Una de las fotos que tiene la familia de Rocky.:: IDEAL
Una de las fotos que tiene la familia de Rocky.:: IDEAL

A pesar de que el juez considera inhumana la conducta del procesado y “totalmente injustificada”, no se ha podido acreditar que el animal estuviera muerto al no conocer el paradero del cuerpo

Escrito Rocío R. Gavira | Twitter: @RocioRGavira

Una vez más en nuestro país, otro caso de maltrato animal pasa de puntillas por los tribunales. El Juzgado de lo Penal 5 de Granada, cuyo titular es Miguel Ángel Torres, ha absuelto de un delito de maltrato animal al hombre de 43 años que fue acusado de ahorcar a Rocky, el perro de su vecino, porque le molestaban sus ladridos.

Aunque sí existen “sospechas ciertas e incluso vehementes” de que el animal falleció, la sentencia -que se conoció este martes- señala que no se ha probado que el procesado matara al perro. Los hechos tuvieron lugar en la urbanización El Carmelo de Ogíjares (Granada) en la noche del 7 octubre de 2012. Al parecer la familia de Rocky, de ocho años de edad, salió sobre las 23.30 horas de casa y poco después el perro se escapó de la vivienda. Fue entonces cuando Juan G. L., que reside enfrente de los afectados, aprovechó para instar al administrador de la comunidad y a los dos conserjes a que pusieran fin a su problema.

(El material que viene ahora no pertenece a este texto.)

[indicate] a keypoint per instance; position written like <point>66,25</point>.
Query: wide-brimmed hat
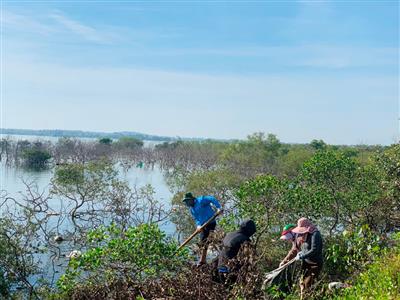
<point>287,232</point>
<point>304,225</point>
<point>188,196</point>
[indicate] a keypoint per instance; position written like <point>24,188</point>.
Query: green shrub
<point>132,255</point>
<point>349,252</point>
<point>381,280</point>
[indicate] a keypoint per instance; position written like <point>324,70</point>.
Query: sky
<point>302,70</point>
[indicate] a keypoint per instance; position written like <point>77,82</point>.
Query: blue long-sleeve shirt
<point>202,210</point>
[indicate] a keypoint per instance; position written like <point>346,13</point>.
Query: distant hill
<point>88,134</point>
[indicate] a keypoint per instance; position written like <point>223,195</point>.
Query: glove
<point>298,256</point>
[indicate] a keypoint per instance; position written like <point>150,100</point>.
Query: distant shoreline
<point>86,134</point>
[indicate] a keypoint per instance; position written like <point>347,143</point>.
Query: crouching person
<point>231,245</point>
<point>307,248</point>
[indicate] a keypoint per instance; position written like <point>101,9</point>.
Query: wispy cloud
<point>86,32</point>
<point>54,24</point>
<point>25,23</point>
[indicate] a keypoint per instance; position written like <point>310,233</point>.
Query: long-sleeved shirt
<point>202,210</point>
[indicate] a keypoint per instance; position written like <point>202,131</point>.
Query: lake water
<point>12,181</point>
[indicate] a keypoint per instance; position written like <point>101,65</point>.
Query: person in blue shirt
<point>202,210</point>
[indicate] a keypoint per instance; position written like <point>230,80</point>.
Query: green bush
<point>36,158</point>
<point>132,255</point>
<point>349,252</point>
<point>381,280</point>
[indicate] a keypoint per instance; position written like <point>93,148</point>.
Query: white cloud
<point>80,29</point>
<point>297,108</point>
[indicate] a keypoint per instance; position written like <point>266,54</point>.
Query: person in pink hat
<point>307,247</point>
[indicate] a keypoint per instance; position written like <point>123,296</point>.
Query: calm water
<point>12,180</point>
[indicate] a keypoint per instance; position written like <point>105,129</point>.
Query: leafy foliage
<point>135,254</point>
<point>36,158</point>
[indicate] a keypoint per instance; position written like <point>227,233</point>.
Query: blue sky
<point>219,69</point>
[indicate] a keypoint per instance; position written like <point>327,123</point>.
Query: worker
<point>307,248</point>
<point>202,210</point>
<point>232,243</point>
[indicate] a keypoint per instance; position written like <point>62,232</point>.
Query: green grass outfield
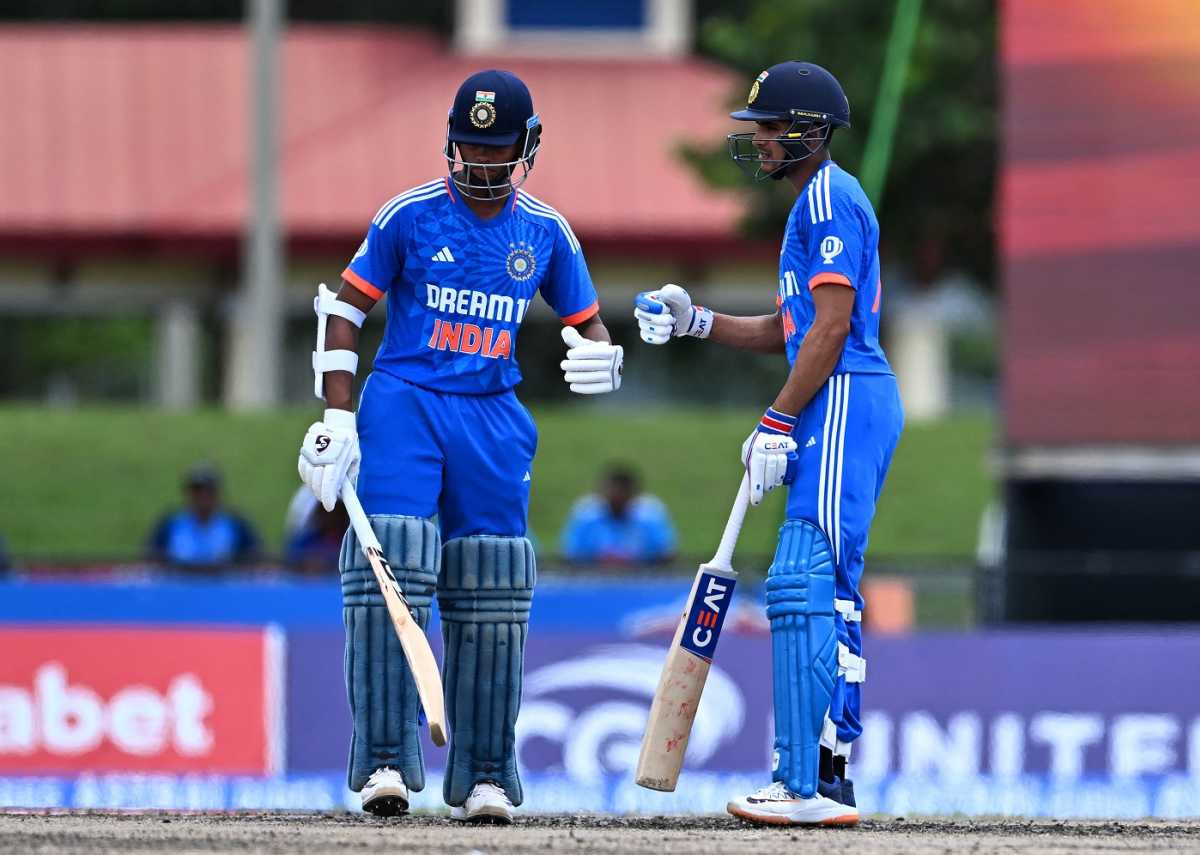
<point>83,484</point>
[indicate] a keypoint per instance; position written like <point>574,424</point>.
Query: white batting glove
<point>329,455</point>
<point>669,312</point>
<point>766,454</point>
<point>592,368</point>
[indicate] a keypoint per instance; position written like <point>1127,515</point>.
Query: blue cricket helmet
<point>802,94</point>
<point>796,90</point>
<point>492,108</point>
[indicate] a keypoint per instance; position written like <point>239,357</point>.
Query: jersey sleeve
<point>379,258</point>
<point>835,237</point>
<point>568,285</point>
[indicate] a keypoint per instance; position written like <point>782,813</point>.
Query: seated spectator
<point>203,536</point>
<point>619,525</point>
<point>312,536</point>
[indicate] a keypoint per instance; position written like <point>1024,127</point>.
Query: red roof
<point>141,132</point>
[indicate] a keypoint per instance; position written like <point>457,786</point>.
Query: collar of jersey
<point>473,217</point>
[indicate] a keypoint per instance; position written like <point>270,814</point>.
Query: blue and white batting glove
<point>769,454</point>
<point>669,312</point>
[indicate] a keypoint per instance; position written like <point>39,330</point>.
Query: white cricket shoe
<point>486,803</point>
<point>777,805</point>
<point>385,794</point>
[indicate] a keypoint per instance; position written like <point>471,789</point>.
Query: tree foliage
<point>940,184</point>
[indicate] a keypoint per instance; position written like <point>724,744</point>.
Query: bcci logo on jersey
<point>521,262</point>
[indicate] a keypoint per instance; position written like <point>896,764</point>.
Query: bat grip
<point>359,520</point>
<point>724,557</point>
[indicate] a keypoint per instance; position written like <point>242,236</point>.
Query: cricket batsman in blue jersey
<point>441,448</point>
<point>839,412</point>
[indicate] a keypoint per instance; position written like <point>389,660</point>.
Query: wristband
<point>774,422</point>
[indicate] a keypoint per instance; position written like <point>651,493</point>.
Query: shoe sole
<point>387,806</point>
<point>840,821</point>
<point>485,818</point>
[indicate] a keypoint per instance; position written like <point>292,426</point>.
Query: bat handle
<point>724,557</point>
<point>359,520</point>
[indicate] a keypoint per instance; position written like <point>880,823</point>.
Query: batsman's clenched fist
<point>329,455</point>
<point>669,311</point>
<point>769,454</point>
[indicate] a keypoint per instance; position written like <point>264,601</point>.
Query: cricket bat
<point>412,638</point>
<point>689,657</point>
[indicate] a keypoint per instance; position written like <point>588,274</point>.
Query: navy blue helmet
<point>492,108</point>
<point>803,94</point>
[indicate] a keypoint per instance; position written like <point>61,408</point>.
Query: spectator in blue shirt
<point>203,536</point>
<point>619,525</point>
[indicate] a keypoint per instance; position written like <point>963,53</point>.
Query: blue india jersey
<point>459,286</point>
<point>833,237</point>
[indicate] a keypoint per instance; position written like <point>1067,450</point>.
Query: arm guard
<point>325,304</point>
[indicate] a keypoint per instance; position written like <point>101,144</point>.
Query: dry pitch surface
<point>97,833</point>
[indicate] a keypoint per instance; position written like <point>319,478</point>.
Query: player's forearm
<point>594,329</point>
<point>340,334</point>
<point>817,358</point>
<point>761,333</point>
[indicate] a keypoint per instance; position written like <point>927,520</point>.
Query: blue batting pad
<point>804,650</point>
<point>484,599</point>
<point>383,697</point>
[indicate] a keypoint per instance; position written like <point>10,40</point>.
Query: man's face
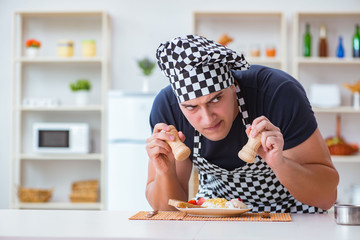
<point>213,114</point>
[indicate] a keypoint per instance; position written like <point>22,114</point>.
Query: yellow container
<point>65,48</point>
<point>88,48</point>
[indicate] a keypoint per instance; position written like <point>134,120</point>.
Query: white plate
<point>214,212</point>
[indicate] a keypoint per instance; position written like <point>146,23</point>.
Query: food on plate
<point>209,203</point>
<point>338,146</point>
<point>223,203</point>
<point>182,204</point>
<point>179,149</point>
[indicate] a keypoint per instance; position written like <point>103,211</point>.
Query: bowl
<point>347,214</point>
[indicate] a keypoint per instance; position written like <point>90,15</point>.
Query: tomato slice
<point>200,201</point>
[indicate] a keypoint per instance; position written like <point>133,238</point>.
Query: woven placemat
<point>246,217</point>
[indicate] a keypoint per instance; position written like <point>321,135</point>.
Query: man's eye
<point>217,99</point>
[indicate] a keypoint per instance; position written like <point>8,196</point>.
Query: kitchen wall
<point>138,26</point>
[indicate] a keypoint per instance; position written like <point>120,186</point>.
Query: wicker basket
<point>34,194</point>
<point>84,191</point>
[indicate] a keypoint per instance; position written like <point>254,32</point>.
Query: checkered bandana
<point>197,66</point>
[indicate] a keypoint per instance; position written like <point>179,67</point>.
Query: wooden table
<point>76,224</point>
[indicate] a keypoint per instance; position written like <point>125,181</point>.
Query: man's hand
<point>272,141</point>
<point>159,152</point>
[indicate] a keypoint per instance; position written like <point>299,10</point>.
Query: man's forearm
<point>162,188</point>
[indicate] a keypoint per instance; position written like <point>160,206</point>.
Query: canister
<point>65,48</point>
<point>88,48</point>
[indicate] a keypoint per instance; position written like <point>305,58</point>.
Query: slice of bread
<point>182,204</point>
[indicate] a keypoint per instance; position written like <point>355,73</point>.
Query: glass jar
<point>65,48</point>
<point>88,48</point>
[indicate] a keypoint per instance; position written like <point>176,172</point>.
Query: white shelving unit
<point>35,78</point>
<point>248,29</point>
<point>331,70</point>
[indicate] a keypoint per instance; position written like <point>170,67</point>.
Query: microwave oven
<point>61,137</point>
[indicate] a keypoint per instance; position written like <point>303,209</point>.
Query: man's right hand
<point>159,152</point>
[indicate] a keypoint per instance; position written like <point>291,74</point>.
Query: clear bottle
<point>307,42</point>
<point>356,43</point>
<point>323,52</point>
<point>340,52</point>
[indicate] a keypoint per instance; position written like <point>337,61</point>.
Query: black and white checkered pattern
<point>256,184</point>
<point>197,66</point>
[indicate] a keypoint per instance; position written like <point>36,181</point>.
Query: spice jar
<point>65,48</point>
<point>88,48</point>
<point>270,51</point>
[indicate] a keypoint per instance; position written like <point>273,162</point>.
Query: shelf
<point>41,157</point>
<point>244,27</point>
<point>59,60</point>
<point>341,109</point>
<point>87,108</point>
<point>328,60</point>
<point>36,78</point>
<point>58,13</point>
<point>60,205</point>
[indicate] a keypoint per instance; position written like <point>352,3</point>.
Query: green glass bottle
<point>356,43</point>
<point>307,42</point>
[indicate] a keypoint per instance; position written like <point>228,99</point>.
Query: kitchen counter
<point>73,224</point>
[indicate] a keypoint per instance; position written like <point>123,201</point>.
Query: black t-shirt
<point>266,91</point>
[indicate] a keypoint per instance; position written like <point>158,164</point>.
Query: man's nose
<point>207,117</point>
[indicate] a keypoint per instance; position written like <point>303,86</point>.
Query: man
<point>215,101</point>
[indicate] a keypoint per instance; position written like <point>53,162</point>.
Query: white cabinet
<point>332,70</point>
<point>46,78</point>
<point>249,31</point>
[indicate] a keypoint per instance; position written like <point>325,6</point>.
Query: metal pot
<point>347,214</point>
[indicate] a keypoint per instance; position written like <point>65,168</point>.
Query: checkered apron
<point>256,183</point>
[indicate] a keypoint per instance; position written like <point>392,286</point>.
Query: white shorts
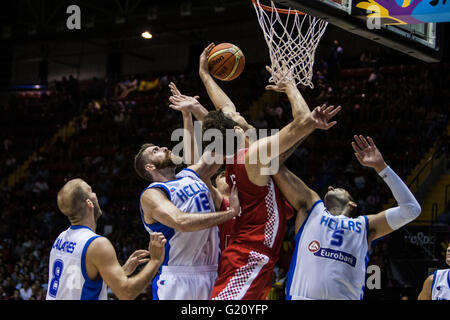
<point>184,283</point>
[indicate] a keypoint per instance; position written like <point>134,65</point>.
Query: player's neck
<point>163,175</point>
<point>87,222</point>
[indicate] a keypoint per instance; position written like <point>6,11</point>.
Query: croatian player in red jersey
<point>246,265</point>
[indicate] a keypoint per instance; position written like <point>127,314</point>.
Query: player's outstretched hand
<point>322,116</point>
<point>285,84</point>
<point>157,247</point>
<point>183,103</point>
<point>204,68</point>
<point>138,257</point>
<point>235,205</point>
<point>367,153</point>
<point>174,90</point>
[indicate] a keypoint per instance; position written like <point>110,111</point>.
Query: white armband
<point>408,208</point>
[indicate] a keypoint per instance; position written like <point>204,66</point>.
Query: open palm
<point>322,116</point>
<point>367,152</point>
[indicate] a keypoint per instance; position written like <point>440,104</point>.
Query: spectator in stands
<point>26,291</point>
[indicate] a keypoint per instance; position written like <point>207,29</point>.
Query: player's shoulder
<point>100,246</point>
<point>428,283</point>
<point>189,172</point>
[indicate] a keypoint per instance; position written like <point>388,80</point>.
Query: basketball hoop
<point>292,37</point>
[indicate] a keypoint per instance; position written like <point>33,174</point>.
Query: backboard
<point>420,40</point>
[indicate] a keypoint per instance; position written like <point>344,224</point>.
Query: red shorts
<point>244,274</point>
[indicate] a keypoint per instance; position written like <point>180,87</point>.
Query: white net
<point>292,38</point>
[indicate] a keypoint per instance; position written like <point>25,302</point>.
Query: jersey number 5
<point>337,238</point>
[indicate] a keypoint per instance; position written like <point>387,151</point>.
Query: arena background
<point>61,118</point>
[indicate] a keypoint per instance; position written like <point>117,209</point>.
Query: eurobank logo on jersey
<point>328,253</point>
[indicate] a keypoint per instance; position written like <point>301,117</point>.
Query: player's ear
<point>352,205</point>
<point>89,203</point>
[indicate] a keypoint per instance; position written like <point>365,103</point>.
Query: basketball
<point>226,61</point>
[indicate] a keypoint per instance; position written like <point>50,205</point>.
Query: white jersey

Estas tres personas se negaron a intervenir, cosa que no frenó a Juan G. L.. Utilizó una salchicha para atraer al perro, le puso una cuerda al cuello para “en un principio atarlo, pero lo sujetó en el aire varios minutos”, señala Cristina Gallego, abogada de la familia de Rocky. Según explica, para los testigos el animal murió en ese angustioso momento, pero “no está acreditado que falleciera” según la sentencia. El siguiente paso que dio el acusado fue introducir al perro, con la ayuda de su esposa, en el maletero de su coche y se marchó del lugar. No se conoce el destino ni qué hizo con él, pero del can “no se han vuelto a tener noticias”.

Durante el juicio, celebrado el pasado 19 de marzo, la versión de Juan G. L. ha sido distinta. Declaró que desconocía que fuera de su vecino, que sólo arrastró al animal desde el suelo hasta su maletero y llevarlo a una perrera cercana, pero que finalmente el can se escapó. Según explica Cristina Gallego, dicha perrera se encuentra a un kilómetro de la urbanización “por lo que la familia está convencida de que Rocky hubiera regresado a casa”. Incluso llevaron a un veterinario que afirmó que “para que un perro se ahogue de la forma descrita, tiene que estar suspendido en el aire durante 15 minutos”.

Según el juez, en el acto del juicio se puso de manifiesto que había “un conflicto vecinal” motivado por las supuestas molestias ocasionadas por los ladridos del perro propiedad del denunciante. La sentencia recoge que la acción del acusado “no puede aceptarse” y resulta “totalmente injustificada” y sus explicaciones y alegaciones sobre su forma de proceder resultan “inadmisibles”. Y atención, el magistrado sostiene que el procesado pudo matar al perro con la cuerda, bien por asfixia o ahorcamiento, o en todo caso que lo hizo desaparecer abandonándolo lejos de la vivienda o acabando con él en otro lugar.

También mantiene que las “contradicciones insoslayables” entre los dos conserjes, únicos testigos presenciales de los hechos, unido al informe y que no hay constancia sobre el destino del animal, deben llevar a una sentencia absolutoria.

En el juicio, la Fiscalía mantuvo en sus conclusiones definitivas su petición de nueve meses de cárcel para el acusado, mientras que la acusación particular solicitó un año de cárcel para Juan G.L., de 43 años, cuya defensa interesó su libre absolución. Por otra parte, Cristina Gallego estudia recurrir o incluso tirar por la vía civil, puesto que, aunque no se puede demostrar si el perro estaba muerto, “el acusado fue responsable de la desaparición de Rocky”.